When the class was discussing the main character, I could not help feeling bad about myself. I felt that perhaps I have been silly and shallow and entitled. Perhaps I was the one who has acted like I'm the only woman ever to have borne the burdens and sacrifices of motherhood. Perhaps I am the self-congratulator, the one who thinks everyone else in the world is just as interested as she is in every moment of her baby's life. I mean, of course I think my baby is the cutest - everyone thinks that of their own babies. What kind of mother would I be if I just thought he was fair to middling? I mean, he may be so as an adolescent or an adult, but as a baby? He's got to have some sort of chance in life - he can't even talk yet!
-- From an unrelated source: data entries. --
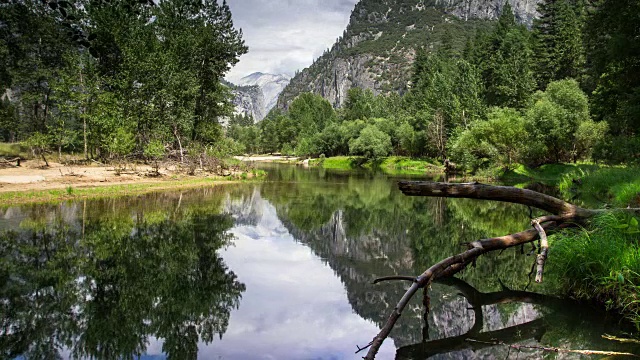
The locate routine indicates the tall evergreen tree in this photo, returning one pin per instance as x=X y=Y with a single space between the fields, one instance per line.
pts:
x=613 y=64
x=506 y=63
x=558 y=41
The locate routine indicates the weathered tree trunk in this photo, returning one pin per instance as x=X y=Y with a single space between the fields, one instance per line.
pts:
x=563 y=215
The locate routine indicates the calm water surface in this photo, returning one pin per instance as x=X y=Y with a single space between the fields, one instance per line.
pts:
x=276 y=270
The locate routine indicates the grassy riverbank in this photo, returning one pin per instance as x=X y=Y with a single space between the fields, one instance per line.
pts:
x=602 y=262
x=390 y=165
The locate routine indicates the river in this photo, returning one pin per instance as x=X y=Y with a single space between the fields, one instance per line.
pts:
x=281 y=269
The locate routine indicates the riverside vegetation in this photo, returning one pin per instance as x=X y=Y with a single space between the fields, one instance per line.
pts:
x=143 y=80
x=118 y=81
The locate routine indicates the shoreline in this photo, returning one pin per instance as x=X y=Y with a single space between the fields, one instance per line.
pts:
x=30 y=184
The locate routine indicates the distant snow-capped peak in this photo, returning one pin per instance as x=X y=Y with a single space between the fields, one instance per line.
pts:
x=270 y=84
x=258 y=102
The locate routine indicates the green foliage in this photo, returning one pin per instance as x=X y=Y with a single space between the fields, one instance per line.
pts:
x=155 y=151
x=558 y=41
x=372 y=143
x=602 y=262
x=553 y=120
x=618 y=150
x=13 y=150
x=497 y=140
x=83 y=72
x=121 y=143
x=613 y=57
x=618 y=186
x=39 y=144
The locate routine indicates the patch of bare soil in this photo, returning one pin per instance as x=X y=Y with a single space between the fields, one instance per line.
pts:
x=32 y=175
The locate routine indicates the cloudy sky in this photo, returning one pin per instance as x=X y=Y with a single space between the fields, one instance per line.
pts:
x=286 y=35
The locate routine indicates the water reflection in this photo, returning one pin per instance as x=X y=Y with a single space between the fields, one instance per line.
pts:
x=104 y=287
x=279 y=270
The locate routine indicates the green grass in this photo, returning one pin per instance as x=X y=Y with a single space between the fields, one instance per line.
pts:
x=13 y=150
x=391 y=164
x=550 y=174
x=601 y=263
x=338 y=163
x=395 y=164
x=615 y=186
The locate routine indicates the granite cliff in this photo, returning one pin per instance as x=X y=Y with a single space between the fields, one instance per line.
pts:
x=377 y=49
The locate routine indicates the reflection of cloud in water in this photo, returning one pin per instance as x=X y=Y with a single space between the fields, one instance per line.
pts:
x=294 y=306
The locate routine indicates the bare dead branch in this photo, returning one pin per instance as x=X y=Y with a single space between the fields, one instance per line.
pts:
x=495 y=193
x=391 y=278
x=544 y=250
x=556 y=350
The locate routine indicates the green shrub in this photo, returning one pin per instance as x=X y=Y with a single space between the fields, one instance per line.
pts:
x=372 y=143
x=601 y=262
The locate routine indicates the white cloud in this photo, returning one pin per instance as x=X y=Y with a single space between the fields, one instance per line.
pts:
x=286 y=35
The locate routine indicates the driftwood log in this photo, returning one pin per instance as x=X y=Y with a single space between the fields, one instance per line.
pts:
x=562 y=215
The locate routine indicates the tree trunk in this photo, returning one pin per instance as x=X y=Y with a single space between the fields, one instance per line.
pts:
x=564 y=215
x=175 y=132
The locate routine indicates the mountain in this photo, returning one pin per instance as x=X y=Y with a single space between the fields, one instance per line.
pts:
x=377 y=49
x=257 y=93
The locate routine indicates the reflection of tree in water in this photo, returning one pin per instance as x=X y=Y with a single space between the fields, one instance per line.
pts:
x=129 y=278
x=363 y=228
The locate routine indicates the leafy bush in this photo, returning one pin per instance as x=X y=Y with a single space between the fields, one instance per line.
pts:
x=552 y=123
x=372 y=143
x=498 y=140
x=602 y=262
x=155 y=151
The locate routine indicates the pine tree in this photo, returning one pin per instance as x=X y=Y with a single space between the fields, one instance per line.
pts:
x=558 y=41
x=506 y=63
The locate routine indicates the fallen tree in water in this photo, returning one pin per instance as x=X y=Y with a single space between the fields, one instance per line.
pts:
x=562 y=215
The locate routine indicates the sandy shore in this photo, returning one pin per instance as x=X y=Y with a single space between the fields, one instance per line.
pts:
x=267 y=158
x=32 y=176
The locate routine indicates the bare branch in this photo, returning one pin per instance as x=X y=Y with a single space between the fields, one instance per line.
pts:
x=391 y=278
x=495 y=193
x=556 y=350
x=544 y=250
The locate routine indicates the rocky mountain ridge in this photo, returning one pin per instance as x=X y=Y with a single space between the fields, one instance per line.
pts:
x=258 y=93
x=378 y=47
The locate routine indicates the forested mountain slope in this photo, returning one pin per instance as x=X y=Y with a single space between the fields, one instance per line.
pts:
x=379 y=45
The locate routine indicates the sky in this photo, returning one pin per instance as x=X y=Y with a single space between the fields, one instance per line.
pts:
x=286 y=35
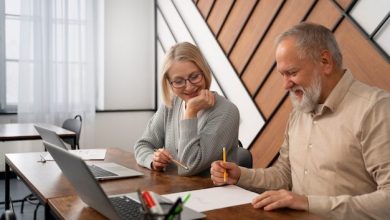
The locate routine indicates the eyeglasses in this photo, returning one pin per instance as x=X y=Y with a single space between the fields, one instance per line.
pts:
x=181 y=83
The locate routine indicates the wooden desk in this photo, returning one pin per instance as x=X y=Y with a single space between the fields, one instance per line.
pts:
x=47 y=182
x=71 y=207
x=20 y=132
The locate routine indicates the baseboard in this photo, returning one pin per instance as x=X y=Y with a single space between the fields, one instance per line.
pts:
x=2 y=175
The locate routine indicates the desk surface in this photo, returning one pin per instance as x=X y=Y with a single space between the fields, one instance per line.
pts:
x=18 y=131
x=46 y=180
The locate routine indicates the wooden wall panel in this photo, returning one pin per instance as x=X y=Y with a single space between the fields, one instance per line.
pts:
x=205 y=7
x=361 y=58
x=344 y=3
x=270 y=94
x=264 y=150
x=252 y=33
x=250 y=49
x=328 y=19
x=235 y=23
x=263 y=58
x=218 y=15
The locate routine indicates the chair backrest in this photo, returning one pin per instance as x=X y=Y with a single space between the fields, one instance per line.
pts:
x=244 y=157
x=8 y=215
x=73 y=124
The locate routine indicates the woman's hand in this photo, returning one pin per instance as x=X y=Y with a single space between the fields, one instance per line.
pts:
x=217 y=172
x=161 y=159
x=205 y=100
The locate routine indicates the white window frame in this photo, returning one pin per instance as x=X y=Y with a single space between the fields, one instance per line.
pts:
x=2 y=57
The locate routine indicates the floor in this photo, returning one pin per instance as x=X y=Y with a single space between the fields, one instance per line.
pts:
x=18 y=191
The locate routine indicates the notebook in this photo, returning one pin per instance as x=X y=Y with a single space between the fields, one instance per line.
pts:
x=124 y=206
x=101 y=170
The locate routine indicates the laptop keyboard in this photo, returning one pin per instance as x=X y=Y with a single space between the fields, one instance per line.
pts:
x=99 y=172
x=127 y=208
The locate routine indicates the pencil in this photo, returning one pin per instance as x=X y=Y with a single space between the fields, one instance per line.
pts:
x=176 y=162
x=180 y=164
x=224 y=160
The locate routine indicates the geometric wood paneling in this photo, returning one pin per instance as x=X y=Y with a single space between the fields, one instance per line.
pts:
x=235 y=23
x=247 y=36
x=270 y=94
x=204 y=7
x=252 y=33
x=344 y=3
x=361 y=58
x=264 y=58
x=318 y=16
x=272 y=135
x=218 y=15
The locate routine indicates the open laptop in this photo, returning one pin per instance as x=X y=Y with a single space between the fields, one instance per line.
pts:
x=101 y=170
x=125 y=206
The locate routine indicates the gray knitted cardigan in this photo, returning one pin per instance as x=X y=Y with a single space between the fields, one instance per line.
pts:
x=196 y=142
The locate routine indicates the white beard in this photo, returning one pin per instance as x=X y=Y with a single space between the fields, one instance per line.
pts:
x=310 y=95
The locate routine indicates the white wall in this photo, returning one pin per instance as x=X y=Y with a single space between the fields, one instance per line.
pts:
x=129 y=45
x=128 y=82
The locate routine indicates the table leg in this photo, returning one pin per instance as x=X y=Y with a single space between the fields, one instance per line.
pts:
x=7 y=186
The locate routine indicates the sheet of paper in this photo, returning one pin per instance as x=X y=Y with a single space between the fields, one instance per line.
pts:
x=215 y=198
x=85 y=154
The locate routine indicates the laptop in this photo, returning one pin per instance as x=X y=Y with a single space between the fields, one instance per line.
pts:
x=124 y=206
x=101 y=170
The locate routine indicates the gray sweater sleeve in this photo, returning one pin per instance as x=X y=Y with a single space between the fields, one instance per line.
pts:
x=202 y=139
x=152 y=138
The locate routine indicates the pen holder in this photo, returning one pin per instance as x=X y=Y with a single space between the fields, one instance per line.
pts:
x=166 y=215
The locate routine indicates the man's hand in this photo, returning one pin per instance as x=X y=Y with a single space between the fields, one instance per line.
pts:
x=217 y=170
x=161 y=159
x=205 y=100
x=271 y=200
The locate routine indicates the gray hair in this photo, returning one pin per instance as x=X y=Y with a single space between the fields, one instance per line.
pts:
x=311 y=40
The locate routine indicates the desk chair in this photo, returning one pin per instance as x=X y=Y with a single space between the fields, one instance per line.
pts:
x=8 y=215
x=244 y=156
x=73 y=124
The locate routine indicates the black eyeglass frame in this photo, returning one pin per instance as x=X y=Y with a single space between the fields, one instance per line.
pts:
x=187 y=79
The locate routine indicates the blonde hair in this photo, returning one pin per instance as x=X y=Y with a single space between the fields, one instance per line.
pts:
x=182 y=52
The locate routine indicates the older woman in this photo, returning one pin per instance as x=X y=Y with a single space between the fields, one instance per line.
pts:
x=194 y=124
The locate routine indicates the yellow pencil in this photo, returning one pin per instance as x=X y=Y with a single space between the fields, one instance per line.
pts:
x=224 y=160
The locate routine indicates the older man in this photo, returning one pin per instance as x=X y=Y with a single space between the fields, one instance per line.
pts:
x=335 y=158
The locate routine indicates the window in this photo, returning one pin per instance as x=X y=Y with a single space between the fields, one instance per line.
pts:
x=9 y=54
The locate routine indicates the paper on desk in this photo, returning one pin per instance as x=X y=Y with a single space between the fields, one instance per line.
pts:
x=85 y=154
x=215 y=198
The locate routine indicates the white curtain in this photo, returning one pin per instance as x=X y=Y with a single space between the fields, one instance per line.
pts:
x=58 y=62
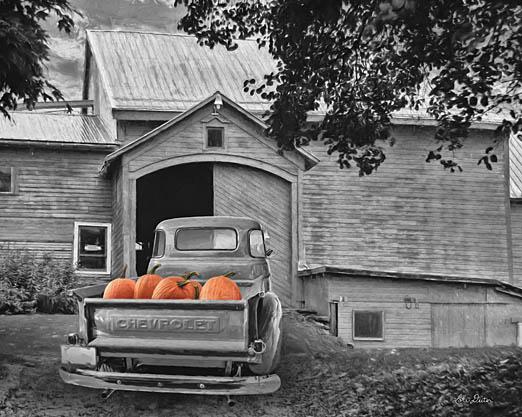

And yet, these are good things to doubt about yourself. Maybe I need to examine the ways in which I have been all of those things at different times. Maybe I have not been supremely right in all arguments with my husband, my mother, my friends. Perhaps, as I felt today, people from the outside have a completely different view of actions, rationality, psychology. Perhaps I have been a less good person/wife/mother/daughter/sister/friend than I believed. Perhaps I am a jerk.

Whenever I think these bad things about myself, I think how good it is for those around me to put up with me. I am embarrassed sometimes to recall all the times I've gone on and on to my husband or my mother or my friends. Why would I think anyone would be interested in these banal details of my life and how dare I present them as special? Why do I feel the need to give other people advice in terms of my own experiences? Can't I ever see them on their own terms? Why would I think that other people care at all? What about the big issues? Why can I not see beyond the narrow confines of my own small life? WIll I ever be able to do anything well or will I be a failure my whole life. Sometimes, I think life would have been easier psychologically as a charwoman. No it wouldn't - there goes my sense of entitlement. Even writing this blog is the essence of pondering my navel. It's not that cute a navel (though Dylan did try to nurse it today - but there I go again with the boring details). Ok, I'm ending before my brain fries.